Page MenuHomePhabricator

(OoW) Heating alerts and broken RAM on kafka1014
Closed, DeclinedPublic

Description

kafka1014 has a lot of heating alerts logged in the kernel log (and also heating alerts logged to mcelog). Maybe there's a problem with one of the fans or similar?


kafka1014 reports RAM issues -> "Memory correctable errors -EDAC-"

https://icinga.wikimedia.org/cgi-bin/icinga/extinfo.cgi?type=2&host=kafka1014&service=Memory+correctable+errors+-EDAC-

Event Timeline

We can stop the host and verify the status of the thermal paste if it is worth it :)

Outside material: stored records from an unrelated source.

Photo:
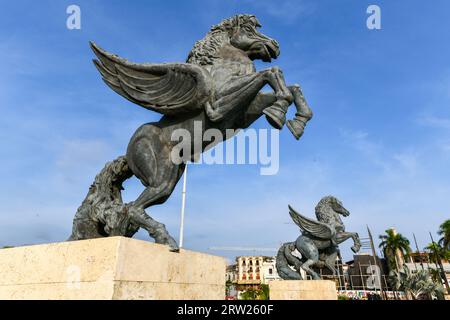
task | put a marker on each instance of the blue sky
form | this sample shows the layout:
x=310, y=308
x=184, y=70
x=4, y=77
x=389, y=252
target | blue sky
x=379, y=140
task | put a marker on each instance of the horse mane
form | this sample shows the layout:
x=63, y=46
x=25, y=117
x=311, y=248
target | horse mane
x=323, y=210
x=205, y=50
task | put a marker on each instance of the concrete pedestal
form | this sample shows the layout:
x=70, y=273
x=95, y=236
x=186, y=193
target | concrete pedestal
x=109, y=268
x=302, y=290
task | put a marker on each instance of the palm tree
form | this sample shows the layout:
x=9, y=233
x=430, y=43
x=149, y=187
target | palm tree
x=444, y=231
x=393, y=244
x=418, y=285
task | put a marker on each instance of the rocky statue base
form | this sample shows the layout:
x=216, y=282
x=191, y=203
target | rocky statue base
x=109, y=268
x=302, y=290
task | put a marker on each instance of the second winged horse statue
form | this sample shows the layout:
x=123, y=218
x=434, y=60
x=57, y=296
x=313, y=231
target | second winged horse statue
x=318, y=243
x=218, y=86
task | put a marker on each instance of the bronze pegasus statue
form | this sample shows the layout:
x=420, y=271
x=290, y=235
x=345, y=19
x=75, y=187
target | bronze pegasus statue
x=218, y=86
x=318, y=243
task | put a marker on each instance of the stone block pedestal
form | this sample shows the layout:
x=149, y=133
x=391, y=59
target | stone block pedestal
x=109, y=268
x=302, y=290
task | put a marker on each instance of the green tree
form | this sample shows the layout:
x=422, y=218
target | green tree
x=393, y=243
x=261, y=293
x=444, y=232
x=437, y=253
x=418, y=285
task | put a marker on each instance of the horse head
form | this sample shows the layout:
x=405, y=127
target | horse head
x=329, y=207
x=240, y=31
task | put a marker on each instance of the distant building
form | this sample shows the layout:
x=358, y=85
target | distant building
x=252, y=270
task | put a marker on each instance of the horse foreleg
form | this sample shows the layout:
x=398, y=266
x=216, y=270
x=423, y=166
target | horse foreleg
x=242, y=90
x=303, y=114
x=341, y=237
x=264, y=101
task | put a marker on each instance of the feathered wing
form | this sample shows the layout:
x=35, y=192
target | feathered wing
x=316, y=228
x=167, y=88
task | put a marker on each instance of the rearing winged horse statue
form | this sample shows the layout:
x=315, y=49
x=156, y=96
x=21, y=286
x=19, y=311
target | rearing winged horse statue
x=218, y=86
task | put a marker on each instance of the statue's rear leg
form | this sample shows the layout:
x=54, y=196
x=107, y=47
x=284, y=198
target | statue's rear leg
x=149, y=158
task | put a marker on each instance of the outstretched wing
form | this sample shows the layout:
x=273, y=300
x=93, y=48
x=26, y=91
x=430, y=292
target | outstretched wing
x=167, y=88
x=316, y=228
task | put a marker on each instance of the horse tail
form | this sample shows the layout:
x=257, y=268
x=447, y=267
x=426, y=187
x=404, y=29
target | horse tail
x=96, y=216
x=285, y=259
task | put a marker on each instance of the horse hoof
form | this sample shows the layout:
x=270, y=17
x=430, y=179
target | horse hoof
x=296, y=127
x=275, y=116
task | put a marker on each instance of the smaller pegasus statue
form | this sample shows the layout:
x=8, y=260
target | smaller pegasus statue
x=318, y=244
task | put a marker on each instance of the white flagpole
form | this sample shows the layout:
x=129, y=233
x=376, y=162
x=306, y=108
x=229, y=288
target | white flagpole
x=183, y=204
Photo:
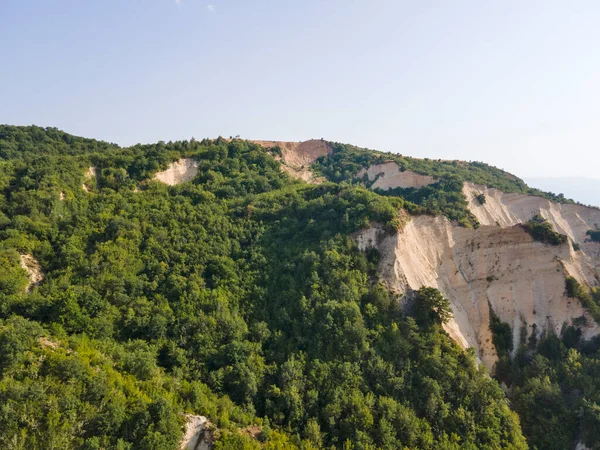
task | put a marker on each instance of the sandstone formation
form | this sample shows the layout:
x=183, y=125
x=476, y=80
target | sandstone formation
x=297, y=157
x=197, y=434
x=32, y=266
x=178, y=172
x=502, y=267
x=388, y=176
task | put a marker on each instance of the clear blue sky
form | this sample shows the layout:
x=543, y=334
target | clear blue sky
x=513, y=83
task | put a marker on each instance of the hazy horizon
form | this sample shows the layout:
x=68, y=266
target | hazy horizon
x=511, y=84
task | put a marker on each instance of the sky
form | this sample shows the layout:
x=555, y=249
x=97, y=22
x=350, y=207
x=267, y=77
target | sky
x=513, y=83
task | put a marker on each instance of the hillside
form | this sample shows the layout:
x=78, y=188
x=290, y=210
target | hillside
x=246, y=295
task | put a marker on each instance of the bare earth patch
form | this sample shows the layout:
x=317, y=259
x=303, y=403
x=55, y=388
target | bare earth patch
x=30, y=264
x=197, y=434
x=90, y=179
x=502, y=267
x=178, y=172
x=388, y=176
x=297, y=157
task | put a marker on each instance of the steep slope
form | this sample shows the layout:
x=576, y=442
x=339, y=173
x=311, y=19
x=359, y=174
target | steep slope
x=297, y=157
x=388, y=176
x=522, y=280
x=178, y=172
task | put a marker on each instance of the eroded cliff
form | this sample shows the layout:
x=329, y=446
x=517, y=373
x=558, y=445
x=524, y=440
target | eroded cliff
x=498, y=265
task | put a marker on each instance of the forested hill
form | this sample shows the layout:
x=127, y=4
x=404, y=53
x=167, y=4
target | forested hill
x=126, y=304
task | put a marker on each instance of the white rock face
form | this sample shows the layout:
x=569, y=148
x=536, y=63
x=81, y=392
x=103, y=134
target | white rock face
x=523, y=280
x=90, y=179
x=506, y=210
x=178, y=172
x=297, y=157
x=389, y=176
x=197, y=435
x=32, y=266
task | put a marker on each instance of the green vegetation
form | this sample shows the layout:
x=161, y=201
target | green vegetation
x=555, y=388
x=541, y=230
x=594, y=235
x=445, y=197
x=240, y=296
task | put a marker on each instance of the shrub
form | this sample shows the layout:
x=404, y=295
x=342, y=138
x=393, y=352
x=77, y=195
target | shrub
x=541, y=230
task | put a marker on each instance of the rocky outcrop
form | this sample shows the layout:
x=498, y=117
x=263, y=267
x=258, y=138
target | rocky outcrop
x=178, y=172
x=502, y=267
x=297, y=157
x=90, y=179
x=388, y=176
x=34, y=271
x=198, y=434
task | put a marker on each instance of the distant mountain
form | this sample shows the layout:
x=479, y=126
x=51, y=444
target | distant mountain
x=583, y=190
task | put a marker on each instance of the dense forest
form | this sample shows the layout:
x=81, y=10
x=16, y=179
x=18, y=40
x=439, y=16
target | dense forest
x=243, y=297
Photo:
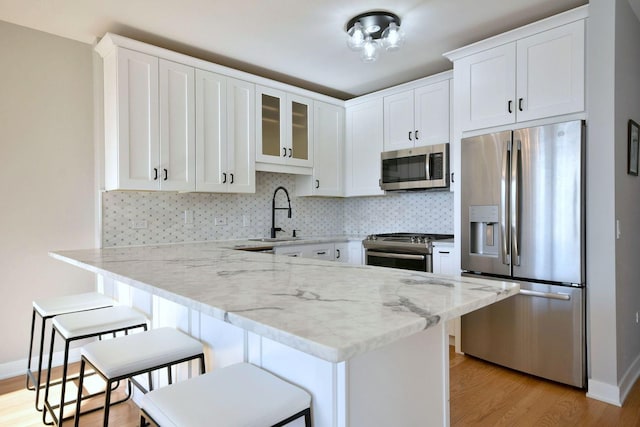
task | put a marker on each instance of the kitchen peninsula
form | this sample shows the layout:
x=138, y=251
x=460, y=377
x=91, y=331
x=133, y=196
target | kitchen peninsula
x=368, y=343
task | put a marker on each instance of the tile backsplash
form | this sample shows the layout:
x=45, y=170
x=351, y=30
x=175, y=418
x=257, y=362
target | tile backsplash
x=141, y=218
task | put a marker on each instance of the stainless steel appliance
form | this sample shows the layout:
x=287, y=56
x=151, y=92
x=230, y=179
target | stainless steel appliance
x=418, y=168
x=522, y=215
x=408, y=251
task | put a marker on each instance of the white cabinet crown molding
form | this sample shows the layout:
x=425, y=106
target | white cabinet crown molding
x=581, y=12
x=110, y=41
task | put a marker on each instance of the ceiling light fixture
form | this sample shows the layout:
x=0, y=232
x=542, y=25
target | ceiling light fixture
x=370, y=31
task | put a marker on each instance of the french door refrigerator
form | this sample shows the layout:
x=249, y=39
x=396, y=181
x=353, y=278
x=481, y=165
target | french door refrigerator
x=523, y=220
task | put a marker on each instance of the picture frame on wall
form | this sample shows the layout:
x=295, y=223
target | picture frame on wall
x=632, y=149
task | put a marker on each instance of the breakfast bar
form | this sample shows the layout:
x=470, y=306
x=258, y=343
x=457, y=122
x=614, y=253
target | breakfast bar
x=368, y=343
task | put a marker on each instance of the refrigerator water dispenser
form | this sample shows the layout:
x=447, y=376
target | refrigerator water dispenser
x=484, y=230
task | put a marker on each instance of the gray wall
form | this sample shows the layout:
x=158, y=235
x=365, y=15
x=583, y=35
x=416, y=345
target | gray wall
x=48, y=190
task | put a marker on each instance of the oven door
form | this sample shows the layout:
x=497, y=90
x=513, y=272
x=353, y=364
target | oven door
x=404, y=261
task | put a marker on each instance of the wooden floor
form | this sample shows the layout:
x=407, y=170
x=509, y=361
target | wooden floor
x=482, y=394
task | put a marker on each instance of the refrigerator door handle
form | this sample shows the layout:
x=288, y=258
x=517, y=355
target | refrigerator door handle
x=504, y=203
x=516, y=181
x=549, y=295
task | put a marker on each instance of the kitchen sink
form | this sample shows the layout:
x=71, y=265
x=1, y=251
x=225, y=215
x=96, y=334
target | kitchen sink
x=275, y=239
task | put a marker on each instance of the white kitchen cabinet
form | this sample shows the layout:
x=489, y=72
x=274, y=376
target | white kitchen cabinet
x=149, y=123
x=534, y=77
x=417, y=117
x=364, y=143
x=328, y=157
x=284, y=128
x=225, y=136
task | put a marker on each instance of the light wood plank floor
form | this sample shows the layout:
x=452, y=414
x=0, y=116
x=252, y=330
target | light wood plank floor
x=482, y=394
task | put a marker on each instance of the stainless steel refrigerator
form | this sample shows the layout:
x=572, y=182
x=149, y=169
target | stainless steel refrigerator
x=523, y=219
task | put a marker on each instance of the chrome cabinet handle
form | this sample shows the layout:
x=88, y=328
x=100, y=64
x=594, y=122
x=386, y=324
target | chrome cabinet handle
x=550, y=295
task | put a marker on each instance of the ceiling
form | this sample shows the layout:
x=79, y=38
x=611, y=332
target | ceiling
x=301, y=42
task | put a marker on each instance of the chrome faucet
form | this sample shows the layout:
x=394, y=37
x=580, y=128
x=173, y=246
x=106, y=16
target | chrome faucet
x=274, y=229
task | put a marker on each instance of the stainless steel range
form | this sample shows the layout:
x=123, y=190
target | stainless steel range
x=408, y=251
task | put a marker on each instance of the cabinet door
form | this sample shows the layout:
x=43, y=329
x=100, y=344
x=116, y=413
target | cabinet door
x=328, y=143
x=487, y=84
x=270, y=125
x=137, y=144
x=211, y=132
x=431, y=112
x=551, y=72
x=177, y=133
x=299, y=141
x=241, y=136
x=399, y=128
x=363, y=147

@elukey yes please stop the host and I will apply thermal paste

@Cmjohnson it would be better to stop the host only for the time needed, so I can stop it before you are ready to apply the paste. Lemme know 10 mins beforehand and I'll shut it down. Thanks!

Dzahn renamed this task from Heating alerts on kafka1014 to Heating alerts and broken RAM on kafka1014.Jan 9 2019, 11:54 PM
Dzahn updated the task description. (Show Details)

as a new issue, kafka1014 reports broken RAM since recently

https://icinga.wikimedia.org/cgi-bin/icinga/extinfo.cgi?type=2&host=kafka1014&service=Memory+correctable+errors+-EDAC-

I used the existing ticket to add it, but let me know if it should have been a new one.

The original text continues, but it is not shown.